If the tear is suspected and surgery is considered, it is helpful to obtain an MRI of the injured ankle to establish how serious it is. MRI will help not only to identify exact area of the tear but also will help the surgeon decide on how to best repair the tendon(s) and, if needed, repair retinaculum and ankle ligaments. X ray only shoes bones and gives an idea on the health of joints. To see non bony structures, one has to get other imaging modalities like MRI (unless it is contraindicated). Ultrasound exam is the next best alternative but does not show the same level of detail.
So once you know what’s injured, how do you treat it?
As no surgeon can promise 100% guaranteed success with surgical intervention, I always recommend that non-surgical approach is considered first! This can be true even for those patients whose retinaculum is torn if they are willing to control their subluxation with the use of the brace….albeit forever.
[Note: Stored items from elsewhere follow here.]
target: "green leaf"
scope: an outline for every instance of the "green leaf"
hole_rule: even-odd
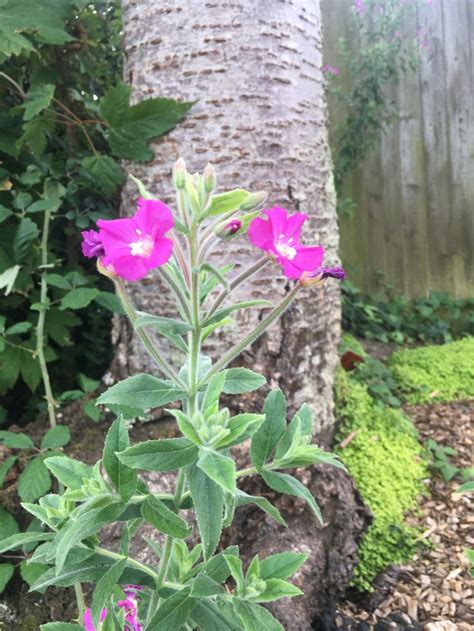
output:
[[[204,559],[208,561],[221,537],[224,493],[221,487],[196,465],[186,469],[186,477],[196,511]]]
[[[80,489],[83,481],[93,476],[92,467],[67,456],[47,458],[45,465],[61,484],[73,491]]]
[[[177,631],[187,621],[195,601],[189,598],[190,587],[183,587],[179,592],[163,600],[154,613],[145,631]]]
[[[301,552],[272,554],[260,561],[260,577],[265,581],[269,578],[290,578],[307,558],[308,555]]]
[[[274,491],[278,491],[278,493],[285,493],[286,495],[294,495],[305,500],[314,515],[321,523],[323,523],[321,510],[316,504],[314,497],[299,480],[287,473],[279,473],[277,471],[261,471],[261,476],[268,486]]]
[[[3,483],[5,482],[5,478],[7,477],[8,472],[13,467],[16,461],[17,461],[16,456],[10,456],[6,460],[4,460],[2,464],[0,464],[0,488],[3,486]]]
[[[20,475],[18,495],[22,502],[35,502],[51,488],[51,478],[42,458],[30,460]]]
[[[51,83],[39,83],[28,90],[23,103],[25,121],[31,120],[33,116],[36,116],[50,105],[55,89],[56,86]]]
[[[216,596],[223,593],[225,593],[225,590],[222,585],[219,585],[217,581],[207,574],[200,573],[193,580],[189,595],[191,598],[206,598],[207,596]]]
[[[197,466],[224,491],[235,495],[235,462],[217,451],[201,447]]]
[[[230,573],[237,585],[237,590],[242,592],[244,590],[244,572],[242,567],[242,560],[234,554],[227,554],[224,552],[224,558],[229,566]]]
[[[301,589],[280,578],[270,578],[265,581],[267,587],[262,594],[255,596],[255,602],[269,603],[280,598],[292,598],[293,596],[302,596]]]
[[[40,631],[83,631],[84,627],[72,622],[47,622],[40,626]]]
[[[44,563],[29,563],[27,560],[20,563],[21,578],[28,585],[33,585],[48,570],[49,565]]]
[[[225,373],[225,382],[222,391],[226,394],[242,394],[261,388],[267,380],[248,368],[228,368]]]
[[[124,451],[128,447],[130,447],[130,439],[127,427],[123,417],[119,416],[107,432],[102,462],[124,502],[128,502],[137,488],[137,472],[122,464],[117,457],[117,452]]]
[[[141,373],[124,379],[109,388],[97,399],[97,404],[121,404],[147,410],[159,408],[173,401],[184,399],[187,393],[171,381],[164,381]]]
[[[111,291],[99,291],[94,301],[104,309],[108,309],[112,313],[125,314],[122,303],[119,298]]]
[[[19,527],[13,515],[0,506],[0,541],[18,534]]]
[[[186,438],[189,438],[189,440],[196,445],[201,444],[201,439],[199,438],[194,425],[192,424],[190,418],[184,412],[182,412],[181,410],[168,409],[166,410],[166,412],[174,416],[176,422],[178,423],[179,431],[184,434]]]
[[[206,412],[209,408],[213,407],[216,403],[219,402],[219,397],[222,392],[222,388],[224,387],[226,375],[225,372],[219,372],[217,375],[213,375],[207,384],[206,391],[204,392],[204,397],[202,399],[201,408],[203,412]]]
[[[208,327],[216,322],[221,322],[230,313],[238,311],[239,309],[248,309],[250,307],[273,307],[273,303],[269,300],[244,300],[243,302],[236,302],[229,307],[224,307],[215,312],[213,316],[204,321],[203,326]]]
[[[37,541],[49,541],[54,537],[51,532],[19,532],[16,535],[11,535],[3,541],[0,541],[0,553],[7,550],[15,550],[28,543],[36,543]]]
[[[0,593],[7,586],[8,581],[13,576],[15,566],[12,563],[0,563]]]
[[[313,414],[307,403],[303,403],[300,409],[296,412],[294,418],[300,419],[301,434],[303,436],[311,437],[313,435]]]
[[[46,274],[46,282],[48,285],[51,285],[51,287],[57,287],[58,289],[72,288],[71,283],[67,280],[67,278],[61,276],[61,274]]]
[[[461,486],[458,488],[458,493],[472,493],[474,492],[474,480],[471,480],[470,482],[465,482],[464,484],[461,484]]]
[[[57,425],[48,429],[41,441],[41,449],[64,447],[71,440],[71,431],[66,425]]]
[[[92,190],[107,197],[113,195],[125,183],[125,175],[110,156],[89,156],[81,162],[82,174]]]
[[[208,598],[196,602],[191,612],[191,620],[202,631],[242,631],[242,627],[235,623],[235,617],[225,615],[217,603]],[[259,631],[267,629],[261,627]]]
[[[263,406],[265,420],[252,436],[252,462],[260,469],[271,456],[286,429],[286,401],[281,390],[272,390]]]
[[[60,309],[83,309],[98,296],[99,290],[94,287],[77,287],[68,291],[61,300]]]
[[[265,420],[264,414],[238,414],[229,420],[229,434],[217,443],[218,447],[231,447],[250,438]]]
[[[280,511],[276,506],[273,506],[266,497],[259,495],[247,495],[244,491],[237,489],[237,506],[245,506],[246,504],[255,504],[263,511],[268,513],[273,519],[281,526],[286,527],[286,522],[280,514]]]
[[[147,440],[120,452],[118,458],[133,469],[173,471],[198,458],[198,448],[187,438]]]
[[[236,188],[233,191],[228,191],[227,193],[218,193],[217,195],[213,195],[205,216],[210,217],[212,215],[228,213],[231,210],[238,210],[240,205],[245,202],[249,195],[250,193],[242,188]]]
[[[183,320],[173,320],[172,318],[163,318],[161,316],[151,315],[149,313],[139,312],[138,318],[134,322],[134,327],[140,329],[144,326],[151,326],[160,331],[160,333],[174,333],[183,335],[192,330],[192,326]]]
[[[22,432],[0,430],[0,441],[10,449],[33,449],[34,443],[29,436]]]
[[[22,217],[13,237],[13,254],[16,263],[22,263],[28,256],[30,245],[38,238],[38,226],[29,217]]]
[[[23,134],[17,140],[16,146],[22,148],[28,145],[33,156],[39,160],[48,144],[48,134],[55,128],[54,120],[38,115],[23,125]]]
[[[20,265],[13,265],[0,274],[0,289],[5,290],[5,296],[8,296],[12,291],[20,270]]]
[[[99,624],[99,617],[102,609],[106,606],[109,598],[112,596],[115,586],[123,574],[127,559],[123,558],[114,563],[112,567],[102,576],[97,583],[92,597],[92,623]]]
[[[245,625],[245,631],[284,631],[284,627],[265,607],[243,601],[235,601],[233,605]]]
[[[0,150],[1,150],[1,147],[0,147]],[[3,223],[5,219],[8,219],[8,217],[10,217],[10,215],[12,214],[13,213],[10,209],[0,204],[0,223]]]
[[[109,125],[127,122],[130,109],[131,86],[118,83],[109,88],[99,103],[99,111]]]
[[[26,333],[32,326],[31,322],[17,322],[13,326],[8,327],[5,331],[5,335],[19,335],[21,333]]]
[[[164,502],[150,495],[142,504],[144,519],[160,532],[171,537],[184,539],[191,530],[188,524],[176,513],[173,513]]]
For acute injuries, the tendons should be stabilized with an Ace wrap and should be iced several times per day with ice pack or cooling ankle wrap. This must be supplemented by elevation of the injured extremity as much as possible. Use of anti-inflammatory medications is optional but should be limited, as prolonged use can actually slow down tendon healing.
Depending on the amount swelling, one should consider first using tall “fracture” boot with compression pump. This will stabilize the tendons and will decrease the swelling.
The boot can be removed when sleeping and showering. Using a non-removable cast is another alternative. Over the next few weeks, the pain should be gradually improving. Once the swelling subsides, transition to stabilizing ankle brace should be made. Ankle brace should be designed in such a way as to prevent excessive inward and outward rolling. Aircast ankle stirrup brace, for example, has gel cushions built in. This brace can be held in the refrigerator overnight (not freezer!), which will then allow one to use it for stabilizing and cooling purposes. With the wearing of the brace, one can transition out of “fracture” boot and into a supportive stiff-soled shoes.
The recovery can be accelerated by engaging with physical therapist or certified professional trainer.
Rehabilitation of Peroneal tendons should include:
- Peroneal tendon strengthening
- Medial ankle ligament stretching,
- Stability exercises,
- Proprioception exercises,
- Isometric and eccentric exercises
.
Even for tendons that are dislocated out of peroneal groove and with a torn retinaculum, bracing that limits ankle motion can be attempted. This modality will, by design, restrict motion and will change how one walks! However, this may still be better for patients who are too high risk for surgery or who cannot take time off to undergo surgery and then extensive recovery required.
A gauntlet type brace should be considered first as it would allow for maximum stability. This brace, however, is usually custom made and can be expensive.
As an alternative, one can consider purchasing a stiff over the counter lace up ankle brace and combine its use with the wear of high top boots or hiking shoes to prevent foot from rolling.
If conservative non-surgical care fails to control the symptoms, surgical evaluation should be pursued.
One must, however, be prepared not only for benefits associated with surgery but also for potential risks and complications!
All these as well as conservative care should be thoroughly discussed with your foot and ankle surgeon to ensure best possible outcome post injury!